Individuals with Angelman syndrome have poor body temperature regulation and increased sensitivity to heat.

This abstract appeared in an international 2008 PubMed article:
An 8-month-old girl and a 20-month-old boy with Angelman syndrome and long-standing fever are presented. Despite extensive clinical and laboratory examinations, no inflammatory or infectious origin for the fever was found. It was considered that the long-standing fever observed in these cases was due to hypothalamic dysfunction for thermoregulation.

 Angelman Family Contributions

Several years ago, our son David had a sore throat and would not eat or drink. This was behavior he had exhibited in earlier bouts with sore throats, so we weren’t too concerned. He also didn’t seem really sick and to our touch his body didn’t seem too warm. To our horror, as he was sitting at the dinner table, he collapsed.
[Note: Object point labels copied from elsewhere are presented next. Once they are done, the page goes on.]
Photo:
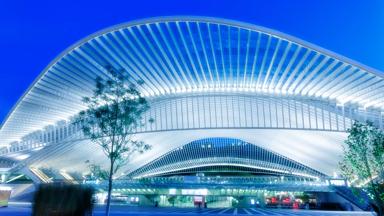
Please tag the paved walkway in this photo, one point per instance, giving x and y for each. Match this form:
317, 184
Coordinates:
23, 209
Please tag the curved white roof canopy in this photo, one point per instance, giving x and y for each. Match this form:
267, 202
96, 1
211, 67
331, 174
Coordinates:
192, 54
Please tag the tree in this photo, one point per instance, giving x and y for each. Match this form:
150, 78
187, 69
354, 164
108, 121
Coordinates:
114, 112
363, 160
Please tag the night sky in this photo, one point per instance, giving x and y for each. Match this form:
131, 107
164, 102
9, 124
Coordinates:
33, 33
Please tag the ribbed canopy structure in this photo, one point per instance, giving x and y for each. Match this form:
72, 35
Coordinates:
218, 152
178, 55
We rushed him to the emergency room to find that he was running a temperature of 108 degrees. Due to the wonderful doctors and care he was given, he survived; but he ended up in the hospital for five weeks. The doctors told us that there was a problem with his “temperature regulator” and consequently he could spike a seriously high fever very quickly.
Fred and Carolyn

Last summer my husband bought my daughter a personal fan/mister.  We took this everywhere, so that we could still do all the things we love outside…going to the beach, going on walks, spending an afternoon at the zoo. She thought the fan was funny, so we got to hear her great laugh, as well as keep her cool.